As currently planned, MQ-V will be deployed on several platforms and in various settings, as follows:

  • 4-5 facilitated and interactive workshops for 200-250 participants each
  • 1-2 interactive kiosks expected to engage 10,000-20,000 users
  • Website application expected to engage 3,500-5,000 unique visitors
  • Personally facilitated iPad kiosks expected to engage 120-1,000 participants

The research goal of this channel is to evaluate the effectiveness and impacts of using MQ-V by observing, surveying and later interviewing users. Effectiveness in this particular context will be understood as (1) the capacity to affect user attitudes towards sustainability in general and the City’s suggested paths for growth in particular; (2) the capacity to provide users with a better understanding of the kind of decisions and tradeoffs involved in making Vancouver “the greenest city in the world” (in terms of land-use, energy and transportation); (3) providing users with a pleasurable interactive experience. Sponsorship for research in this channel was obtained from the City of Vancouver, Envision, and MITACS.

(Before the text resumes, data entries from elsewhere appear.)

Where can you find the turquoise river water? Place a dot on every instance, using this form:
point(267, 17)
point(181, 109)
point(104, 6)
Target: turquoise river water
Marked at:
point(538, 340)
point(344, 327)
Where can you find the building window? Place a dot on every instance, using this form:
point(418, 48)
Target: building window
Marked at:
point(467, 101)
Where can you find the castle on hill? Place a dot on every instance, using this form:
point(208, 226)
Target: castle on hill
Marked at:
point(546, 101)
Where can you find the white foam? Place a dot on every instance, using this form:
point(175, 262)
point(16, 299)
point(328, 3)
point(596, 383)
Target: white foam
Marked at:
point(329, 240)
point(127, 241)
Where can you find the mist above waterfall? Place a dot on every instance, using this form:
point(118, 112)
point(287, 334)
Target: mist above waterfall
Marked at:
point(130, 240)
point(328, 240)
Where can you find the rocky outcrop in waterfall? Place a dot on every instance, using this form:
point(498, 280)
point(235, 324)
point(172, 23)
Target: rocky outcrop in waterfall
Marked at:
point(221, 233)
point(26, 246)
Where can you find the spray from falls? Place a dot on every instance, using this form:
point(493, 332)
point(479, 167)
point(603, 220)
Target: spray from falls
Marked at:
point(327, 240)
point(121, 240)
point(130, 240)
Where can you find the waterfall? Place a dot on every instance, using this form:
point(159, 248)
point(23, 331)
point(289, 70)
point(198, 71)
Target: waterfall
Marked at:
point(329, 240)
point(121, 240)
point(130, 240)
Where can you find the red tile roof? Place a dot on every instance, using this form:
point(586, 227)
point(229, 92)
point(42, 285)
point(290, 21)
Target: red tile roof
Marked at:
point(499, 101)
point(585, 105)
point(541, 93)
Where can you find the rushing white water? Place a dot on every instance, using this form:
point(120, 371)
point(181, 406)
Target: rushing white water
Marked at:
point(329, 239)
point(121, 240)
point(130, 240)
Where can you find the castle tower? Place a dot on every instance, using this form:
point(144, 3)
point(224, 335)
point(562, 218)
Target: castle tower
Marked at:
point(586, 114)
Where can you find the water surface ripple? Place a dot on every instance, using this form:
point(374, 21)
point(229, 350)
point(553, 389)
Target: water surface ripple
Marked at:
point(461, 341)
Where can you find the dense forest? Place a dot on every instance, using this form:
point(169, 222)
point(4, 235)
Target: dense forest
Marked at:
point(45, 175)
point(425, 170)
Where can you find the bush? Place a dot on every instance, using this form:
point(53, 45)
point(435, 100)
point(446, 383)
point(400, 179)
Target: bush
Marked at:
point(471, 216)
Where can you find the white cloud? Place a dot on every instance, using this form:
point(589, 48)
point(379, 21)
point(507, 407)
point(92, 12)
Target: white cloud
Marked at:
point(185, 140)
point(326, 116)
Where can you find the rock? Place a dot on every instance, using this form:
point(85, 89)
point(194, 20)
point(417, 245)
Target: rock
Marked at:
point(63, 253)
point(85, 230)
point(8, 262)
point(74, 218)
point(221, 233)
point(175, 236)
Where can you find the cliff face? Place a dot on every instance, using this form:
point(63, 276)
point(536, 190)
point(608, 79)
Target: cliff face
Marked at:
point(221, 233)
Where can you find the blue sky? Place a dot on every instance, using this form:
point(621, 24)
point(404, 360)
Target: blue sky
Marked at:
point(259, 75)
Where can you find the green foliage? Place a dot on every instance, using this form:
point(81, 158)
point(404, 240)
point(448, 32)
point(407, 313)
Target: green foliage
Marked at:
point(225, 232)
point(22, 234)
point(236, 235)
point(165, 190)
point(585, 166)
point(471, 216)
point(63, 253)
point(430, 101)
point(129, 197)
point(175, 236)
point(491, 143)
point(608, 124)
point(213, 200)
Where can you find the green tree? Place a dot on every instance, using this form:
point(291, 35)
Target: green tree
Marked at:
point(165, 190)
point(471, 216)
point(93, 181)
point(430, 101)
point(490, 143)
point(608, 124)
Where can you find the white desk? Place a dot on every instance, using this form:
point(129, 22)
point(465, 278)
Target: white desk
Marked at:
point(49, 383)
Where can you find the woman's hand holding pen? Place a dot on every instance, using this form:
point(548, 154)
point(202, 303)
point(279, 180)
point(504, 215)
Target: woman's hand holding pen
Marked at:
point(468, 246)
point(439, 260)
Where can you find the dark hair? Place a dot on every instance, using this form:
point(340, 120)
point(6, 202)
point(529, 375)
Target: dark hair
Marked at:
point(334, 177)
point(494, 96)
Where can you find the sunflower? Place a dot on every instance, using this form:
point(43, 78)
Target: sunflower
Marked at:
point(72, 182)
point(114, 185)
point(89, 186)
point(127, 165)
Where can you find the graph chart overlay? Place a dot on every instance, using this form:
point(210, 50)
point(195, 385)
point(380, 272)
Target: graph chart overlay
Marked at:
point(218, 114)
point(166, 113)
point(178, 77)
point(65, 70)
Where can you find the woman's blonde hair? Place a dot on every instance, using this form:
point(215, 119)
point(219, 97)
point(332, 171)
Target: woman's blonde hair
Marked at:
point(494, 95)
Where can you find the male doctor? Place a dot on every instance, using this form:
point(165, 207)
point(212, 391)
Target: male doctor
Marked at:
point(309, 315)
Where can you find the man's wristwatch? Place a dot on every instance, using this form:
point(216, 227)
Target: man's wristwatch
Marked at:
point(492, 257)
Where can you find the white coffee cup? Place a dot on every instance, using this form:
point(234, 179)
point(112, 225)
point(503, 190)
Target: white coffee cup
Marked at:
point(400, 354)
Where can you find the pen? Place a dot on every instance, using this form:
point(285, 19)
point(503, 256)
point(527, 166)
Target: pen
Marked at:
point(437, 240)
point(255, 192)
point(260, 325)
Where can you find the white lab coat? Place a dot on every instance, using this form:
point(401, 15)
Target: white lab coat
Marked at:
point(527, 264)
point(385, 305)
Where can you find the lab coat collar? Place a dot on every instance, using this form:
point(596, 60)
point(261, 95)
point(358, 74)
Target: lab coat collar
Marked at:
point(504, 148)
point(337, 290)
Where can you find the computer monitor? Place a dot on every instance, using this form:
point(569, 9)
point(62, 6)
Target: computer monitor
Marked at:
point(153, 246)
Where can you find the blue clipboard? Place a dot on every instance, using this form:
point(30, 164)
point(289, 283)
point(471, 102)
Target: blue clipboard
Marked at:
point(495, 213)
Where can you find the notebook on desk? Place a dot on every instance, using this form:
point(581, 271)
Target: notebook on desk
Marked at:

Progress to date: After a series of design workshops involving City representatives from planning, transportation and energy departments, MQ-V had its first workshop with City employees and stakeholders at the end of May.  The remainder of the workshops and Ipad engagement activities will take place in early 2012.  Research ethics were approved at both UBC and SFU for this public engagement channel in May 2011.